O Łukaszu T. wiadomo, że jest fanem polskich gór: często wędrował, a z każdej wyprawy przywoził zdjęcia tablic ze szczytów. Uczestniczył też w Runmageddonie, czyli ekstremalnym wyścigu z przeszkodami. Jak ustaliła "GW", 31-latek kierował autobusami od 10 lat. W ubiegłym roku powrócił do katowickiego Przedsiębiorstwa Komunikacji Miejskiej po tym, jak przez pewien czas pracował dla innego przewoźnika. Poddał się wtedy wszystkim niezbędnym badaniom. Z PKM związani są również członkowie jego rodziny: ojciec, brat oraz bratowa. - To pasjonat. Nie jakiś tam kierowca, który po prostu ma pracę. On i cała jego rodzina zawsze byli związani z autobusami. Kochali je - powiedział "Wyborczej" jeden z kierowców.
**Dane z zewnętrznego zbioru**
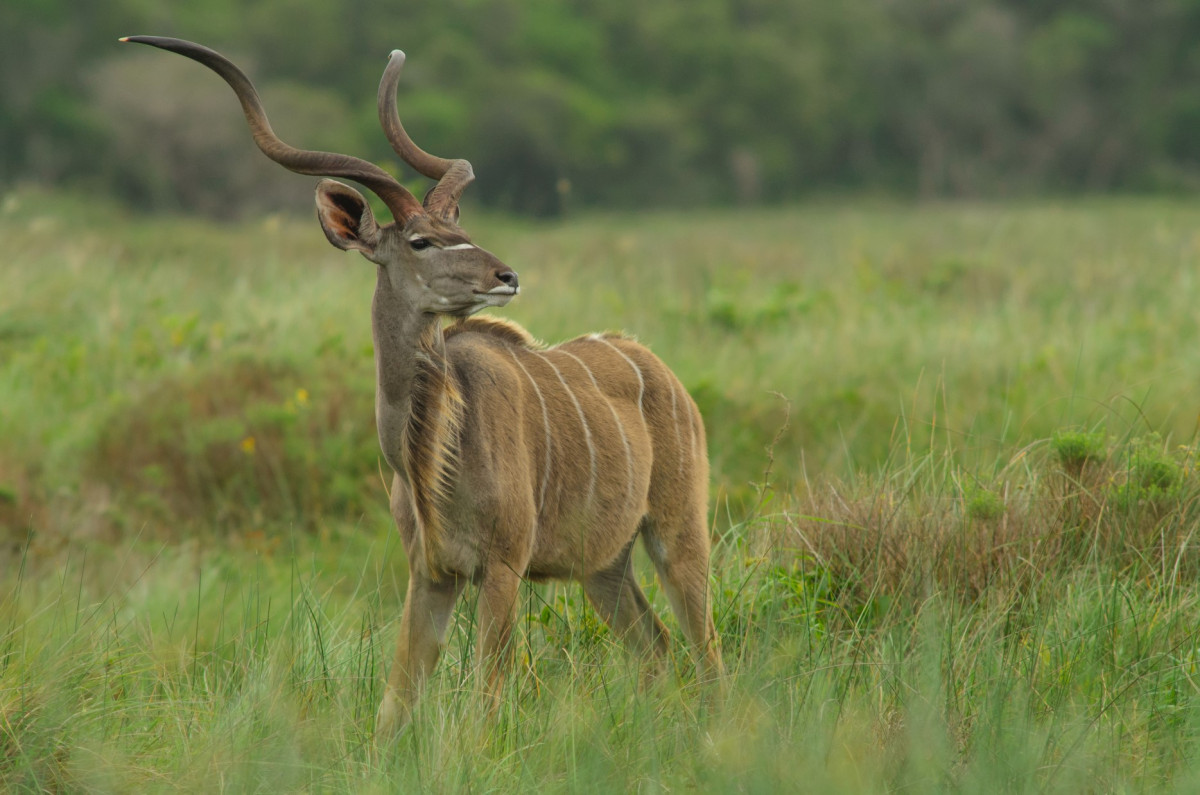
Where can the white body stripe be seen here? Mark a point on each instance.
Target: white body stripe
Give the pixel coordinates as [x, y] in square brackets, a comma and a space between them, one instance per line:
[616, 418]
[545, 420]
[637, 371]
[583, 420]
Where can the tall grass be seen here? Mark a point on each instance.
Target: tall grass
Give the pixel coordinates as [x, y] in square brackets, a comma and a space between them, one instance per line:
[967, 561]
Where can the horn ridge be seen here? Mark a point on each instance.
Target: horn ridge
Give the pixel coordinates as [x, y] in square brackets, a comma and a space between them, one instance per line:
[318, 163]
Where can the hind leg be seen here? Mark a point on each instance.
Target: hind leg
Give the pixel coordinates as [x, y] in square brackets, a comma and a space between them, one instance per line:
[619, 601]
[679, 551]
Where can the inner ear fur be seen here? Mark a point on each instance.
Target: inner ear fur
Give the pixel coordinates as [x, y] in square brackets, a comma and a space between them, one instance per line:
[346, 217]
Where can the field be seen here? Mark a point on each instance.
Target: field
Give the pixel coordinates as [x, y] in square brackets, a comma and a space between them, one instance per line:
[955, 497]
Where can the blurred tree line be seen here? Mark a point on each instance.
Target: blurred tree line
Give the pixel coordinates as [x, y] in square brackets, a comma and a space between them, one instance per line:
[616, 102]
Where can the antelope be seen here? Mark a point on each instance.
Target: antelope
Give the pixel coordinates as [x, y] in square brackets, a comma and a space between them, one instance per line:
[510, 459]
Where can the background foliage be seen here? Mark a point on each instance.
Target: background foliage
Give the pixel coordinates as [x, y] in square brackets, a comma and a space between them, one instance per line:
[579, 102]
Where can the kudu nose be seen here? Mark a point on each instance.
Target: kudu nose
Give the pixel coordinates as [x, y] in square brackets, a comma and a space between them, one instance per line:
[508, 278]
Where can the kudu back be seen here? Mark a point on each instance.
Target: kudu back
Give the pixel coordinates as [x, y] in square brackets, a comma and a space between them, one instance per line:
[511, 459]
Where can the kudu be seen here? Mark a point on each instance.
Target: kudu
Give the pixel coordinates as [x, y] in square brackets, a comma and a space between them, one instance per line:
[511, 460]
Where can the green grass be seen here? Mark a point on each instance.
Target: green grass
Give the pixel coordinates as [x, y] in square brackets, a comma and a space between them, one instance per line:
[955, 507]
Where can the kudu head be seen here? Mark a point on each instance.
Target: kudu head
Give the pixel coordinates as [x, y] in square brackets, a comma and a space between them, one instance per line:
[427, 257]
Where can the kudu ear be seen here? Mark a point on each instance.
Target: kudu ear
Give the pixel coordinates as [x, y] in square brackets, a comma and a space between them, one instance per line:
[346, 217]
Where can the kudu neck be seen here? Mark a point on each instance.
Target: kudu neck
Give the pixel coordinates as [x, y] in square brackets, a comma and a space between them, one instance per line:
[405, 340]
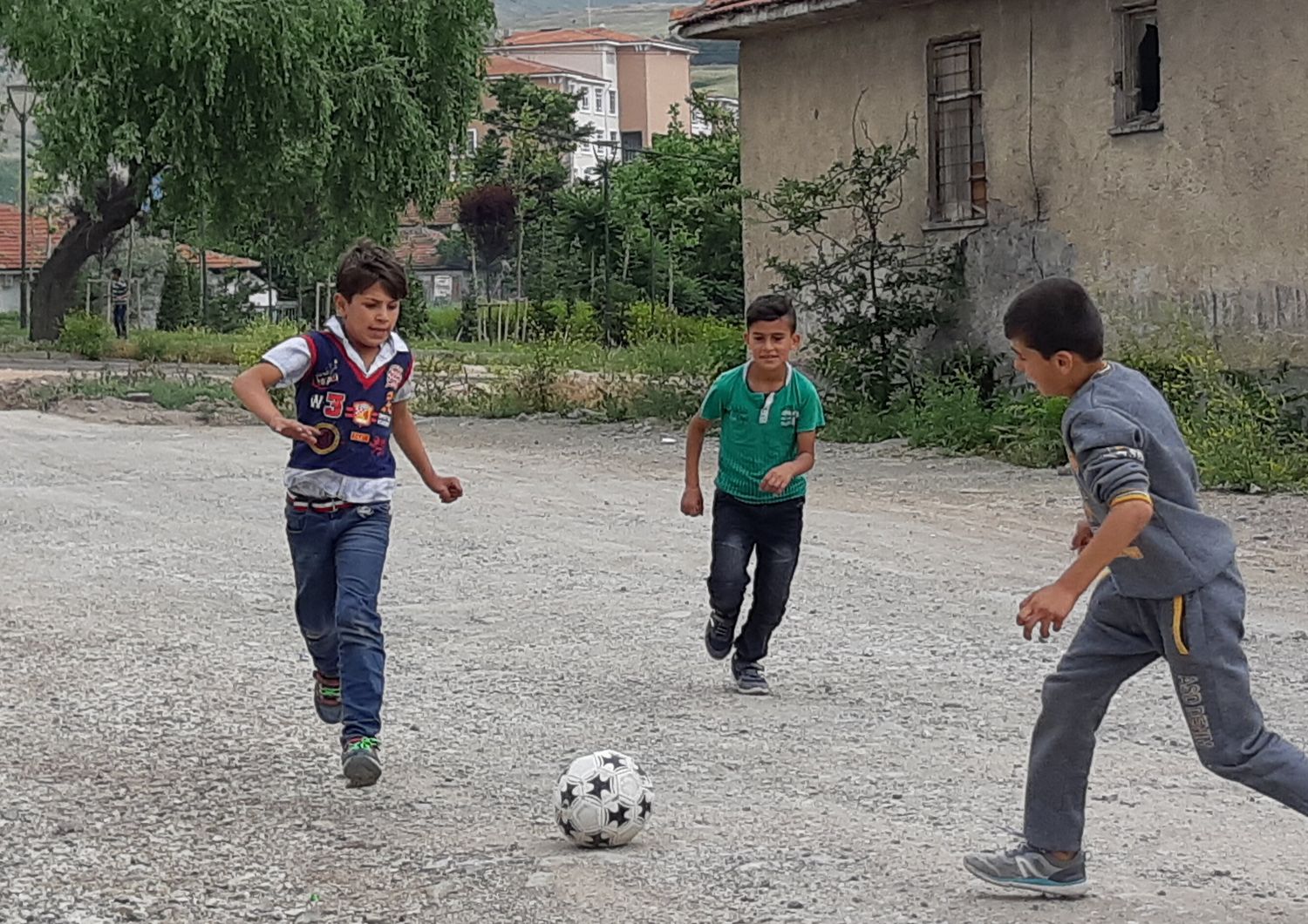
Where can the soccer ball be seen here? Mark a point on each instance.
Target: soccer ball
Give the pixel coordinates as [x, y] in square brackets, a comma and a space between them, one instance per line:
[603, 800]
- U nas w firmie miał w ostatnich latach jedno zdarzenie, i to nie ze swojej winy. Może też dlatego jest taki szok u nas, wśród pracowników. To był kierowca, na którego nigdy nawet jednej skargi nie było ze strony pasażerów. Bardzo spokojny, bezkonfliktowy człowiek - zapewnił w Radiu Zet Paweł Cyganek, przedstawiciel zarządu PKM Katowice.

Kierowcy katowickich autobusów są zaniepokojeni falą niechęci, jaką odczuwają ze strony pasażerów po sobotnim dramacie. - Ludzie się nam teraz przyglądają, jakby w każdym z nas widzieli zagrożenie. Przecież to widać. Do tej pory pasażerowie potrafili na nas nawrzeszczeć, bo okno było otwarte i komuś wiało albo że nie mam drobnych do wydania za bilet. Nie ma rozmowy, od razu jest krzyk i wulgaryzmy. I takich sytuacji są setki, głowa nie wytrzymuje. A co będzie teraz? - zastanawiali się w rozmowie z "GW".
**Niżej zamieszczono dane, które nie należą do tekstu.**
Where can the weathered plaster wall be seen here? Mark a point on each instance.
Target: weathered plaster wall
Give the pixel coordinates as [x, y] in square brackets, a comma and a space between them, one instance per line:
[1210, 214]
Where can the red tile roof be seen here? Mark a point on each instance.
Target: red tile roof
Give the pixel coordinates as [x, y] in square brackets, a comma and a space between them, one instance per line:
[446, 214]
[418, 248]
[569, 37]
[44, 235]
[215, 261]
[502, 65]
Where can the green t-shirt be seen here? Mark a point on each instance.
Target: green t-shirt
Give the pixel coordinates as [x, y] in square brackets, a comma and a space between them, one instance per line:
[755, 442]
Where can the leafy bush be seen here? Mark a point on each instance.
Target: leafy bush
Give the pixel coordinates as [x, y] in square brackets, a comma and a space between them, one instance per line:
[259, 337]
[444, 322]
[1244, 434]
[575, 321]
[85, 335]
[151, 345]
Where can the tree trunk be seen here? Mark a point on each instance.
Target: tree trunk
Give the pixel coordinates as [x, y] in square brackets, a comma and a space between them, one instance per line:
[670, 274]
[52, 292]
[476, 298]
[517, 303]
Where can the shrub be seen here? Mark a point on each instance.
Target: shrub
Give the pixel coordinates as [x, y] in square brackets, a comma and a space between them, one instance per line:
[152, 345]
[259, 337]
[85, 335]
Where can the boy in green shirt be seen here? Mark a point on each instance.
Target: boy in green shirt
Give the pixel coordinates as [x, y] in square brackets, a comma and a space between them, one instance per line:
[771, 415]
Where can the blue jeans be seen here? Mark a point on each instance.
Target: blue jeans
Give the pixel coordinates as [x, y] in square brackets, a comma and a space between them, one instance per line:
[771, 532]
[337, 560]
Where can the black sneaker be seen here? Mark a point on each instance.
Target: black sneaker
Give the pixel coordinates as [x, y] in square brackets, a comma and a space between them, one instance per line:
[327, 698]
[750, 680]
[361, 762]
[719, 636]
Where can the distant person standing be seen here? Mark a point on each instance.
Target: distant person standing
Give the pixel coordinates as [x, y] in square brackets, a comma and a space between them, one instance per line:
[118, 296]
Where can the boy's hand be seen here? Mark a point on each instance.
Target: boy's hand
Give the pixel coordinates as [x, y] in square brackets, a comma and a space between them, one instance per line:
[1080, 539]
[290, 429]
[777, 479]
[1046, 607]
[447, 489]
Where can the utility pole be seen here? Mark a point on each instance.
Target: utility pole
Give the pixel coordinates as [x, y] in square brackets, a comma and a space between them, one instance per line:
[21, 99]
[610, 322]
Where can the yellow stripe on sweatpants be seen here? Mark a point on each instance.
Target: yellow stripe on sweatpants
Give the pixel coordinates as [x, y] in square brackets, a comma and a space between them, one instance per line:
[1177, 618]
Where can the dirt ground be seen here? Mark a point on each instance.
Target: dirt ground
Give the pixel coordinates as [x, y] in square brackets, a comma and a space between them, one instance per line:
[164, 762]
Śmiertelne potrącenie nastolatki w Katowicach. Młoda kobieta zginęła na miejscu

Nagrania, na których zarejestrowano wypadek pokazują, że na ulicy wywiązała się bójka. Do biorącej w niej udział grupki podjechał autobus. Prowadzący go kierowca zatrąbił, część osób zeszła z jezdni, inne zaś nie zareagowały. Mimo że na drodze wciąż przebywali ludzie, autobus ruszył i z impetem uderzył w odwróconą tyłem młodą kobietę. Basia zginęła na miejscu.

Aleksander Duda z Prokuratury Okręgowej w Katowicach przekazał "Faktowi", że "prowadzone będzie pod kątem udziału w ulicznej bójce". Bezpośrednio po wypadku przesłuchanych zostało 20 osób. Ich zeznania oraz nagrania świadków posłużą w ustaleniu kto doprowadził do awantury na ulicy.